Up to 900 extra Metropolitan Police officers will be on the streets of London over the weekend to deal with renewed Just Stop Oil demonstrations.

The group staged 32 days of disruption from the end of September and throughout October, which the Met said resulted in 677 arrests with 111 people charged, and officers working a total of 9,438 additional shifts.

Just Stop Oil campaigners paused their activities earlier this week, saying they would give the Government until Friday evening to respond to their request to stop investing in new oil and gas.

They are expected to renew road-blocking demonstrations on Saturday, when there will also be train strikes in the capital and across the country.

Just Stop Oil protest
Activists from Just Stop Oil during their protest outside Harrods department store in Knightsbridge, London, on October 20 (Ian West/PA)

Speaking outside Scotland Yard on Friday, Met Commander Jon Savell asked the public to “bear with” police tackling any unlawful protests, and said there would be “up to 900” additional officers deployed in London this weekend.

“We will have hundreds of extra officers on duty this weekend in and around the areas where we believe that they will be, and we will be responding to them as and when they appear,” he told the PA news agency.

“We will help facilitate them protesting lawfully, but where they cross the boundaries we will act quickly.”

He added: “It is unfortunate that it coincides with the train strikes and there will inevitably be protests in the roads and some of the more iconic places.

“We will work quickly to try and minimise that disruption, and we would just ask the public to bear with us.

Just Stop Oil protests
Metropolitan Police Commander Jon Savell is leading the force’s response to protests across London this weekend (James Manning/PA)

“But if there are issues, be reassured that we have hundreds of extra officers on duty, we will be there, and we will take action where it’s needed.”

Asked about the impact of the protests on the Met’s capacity to police serious and violent crime, Mr Savell said the force would be “able to manage” and community policing would “continue at the levels we would expect to deliver”.

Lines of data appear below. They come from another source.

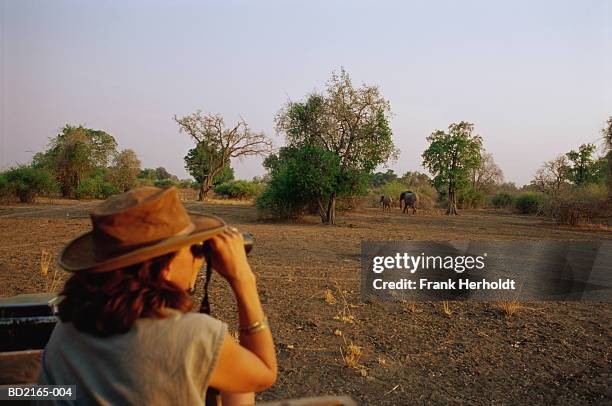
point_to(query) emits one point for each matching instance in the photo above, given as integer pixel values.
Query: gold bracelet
(255, 327)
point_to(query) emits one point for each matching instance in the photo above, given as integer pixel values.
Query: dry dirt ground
(547, 353)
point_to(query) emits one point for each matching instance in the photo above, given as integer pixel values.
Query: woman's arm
(250, 365)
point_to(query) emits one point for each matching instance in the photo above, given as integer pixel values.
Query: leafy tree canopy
(348, 122)
(451, 157)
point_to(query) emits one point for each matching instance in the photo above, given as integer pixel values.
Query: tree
(218, 144)
(581, 165)
(381, 178)
(74, 153)
(351, 123)
(451, 157)
(197, 164)
(415, 179)
(487, 174)
(552, 175)
(161, 173)
(298, 177)
(607, 135)
(27, 182)
(125, 170)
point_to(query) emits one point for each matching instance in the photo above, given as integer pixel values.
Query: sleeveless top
(157, 362)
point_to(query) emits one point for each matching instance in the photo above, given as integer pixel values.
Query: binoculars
(248, 246)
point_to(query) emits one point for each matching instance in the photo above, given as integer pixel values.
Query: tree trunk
(610, 174)
(205, 187)
(322, 211)
(452, 199)
(331, 210)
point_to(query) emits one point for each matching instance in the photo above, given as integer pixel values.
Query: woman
(126, 335)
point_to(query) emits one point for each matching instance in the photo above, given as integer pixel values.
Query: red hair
(107, 303)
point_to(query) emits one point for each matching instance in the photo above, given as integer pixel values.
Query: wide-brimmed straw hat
(135, 226)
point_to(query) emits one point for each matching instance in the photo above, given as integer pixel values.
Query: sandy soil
(547, 353)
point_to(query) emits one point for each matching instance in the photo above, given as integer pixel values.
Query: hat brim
(80, 253)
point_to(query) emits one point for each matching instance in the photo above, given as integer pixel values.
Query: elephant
(410, 200)
(387, 202)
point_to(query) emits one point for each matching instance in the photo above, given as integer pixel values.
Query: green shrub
(26, 182)
(576, 205)
(6, 194)
(239, 189)
(529, 202)
(95, 187)
(164, 183)
(472, 198)
(501, 200)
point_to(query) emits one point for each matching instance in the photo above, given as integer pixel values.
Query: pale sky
(534, 76)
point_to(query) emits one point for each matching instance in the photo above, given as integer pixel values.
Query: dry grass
(410, 305)
(329, 297)
(351, 355)
(446, 308)
(50, 278)
(345, 314)
(509, 307)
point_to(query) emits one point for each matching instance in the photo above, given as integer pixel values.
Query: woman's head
(106, 303)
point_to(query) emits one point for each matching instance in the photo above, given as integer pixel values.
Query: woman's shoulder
(187, 325)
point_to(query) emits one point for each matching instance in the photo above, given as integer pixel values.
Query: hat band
(105, 248)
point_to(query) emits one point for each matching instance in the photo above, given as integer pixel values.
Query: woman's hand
(228, 256)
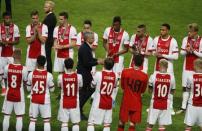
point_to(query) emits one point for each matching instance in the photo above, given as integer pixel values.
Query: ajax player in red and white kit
(166, 48)
(36, 35)
(104, 83)
(191, 50)
(40, 83)
(141, 43)
(134, 83)
(193, 114)
(161, 84)
(69, 82)
(80, 39)
(15, 76)
(65, 36)
(116, 43)
(9, 36)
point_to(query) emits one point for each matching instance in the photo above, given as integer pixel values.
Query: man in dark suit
(84, 67)
(50, 20)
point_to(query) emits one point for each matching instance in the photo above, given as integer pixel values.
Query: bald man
(50, 20)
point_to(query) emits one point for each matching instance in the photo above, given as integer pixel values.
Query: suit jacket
(85, 63)
(50, 20)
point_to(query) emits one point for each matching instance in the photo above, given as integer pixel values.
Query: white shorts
(64, 115)
(185, 75)
(44, 110)
(163, 117)
(18, 107)
(59, 63)
(5, 61)
(193, 116)
(99, 116)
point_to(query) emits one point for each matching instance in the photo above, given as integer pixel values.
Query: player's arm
(30, 38)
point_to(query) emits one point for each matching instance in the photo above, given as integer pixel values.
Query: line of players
(133, 83)
(115, 41)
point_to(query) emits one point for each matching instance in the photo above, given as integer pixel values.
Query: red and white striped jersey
(8, 33)
(196, 44)
(36, 48)
(64, 36)
(40, 83)
(169, 50)
(146, 45)
(162, 84)
(15, 75)
(70, 83)
(104, 83)
(116, 41)
(194, 82)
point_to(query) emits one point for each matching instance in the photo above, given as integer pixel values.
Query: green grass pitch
(178, 13)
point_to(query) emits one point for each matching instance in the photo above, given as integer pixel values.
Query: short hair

“It does take up a lot of resources, not only for us but for the lawyers and the court systems,” he said.

“That is time and resources that could be better used in tackling community crime, robberies and violence that is a priority for us, but we are here to deal with anything that is unlawful and the public can rely on us.”

Members of the People’s Assembly, part of the Unison trade union, are expected to stage a “Britain Is Broken” demonstration at Embankment in central London at noon on Saturday.

The Met said officers will also be policing events like this to ensure protests are lawful.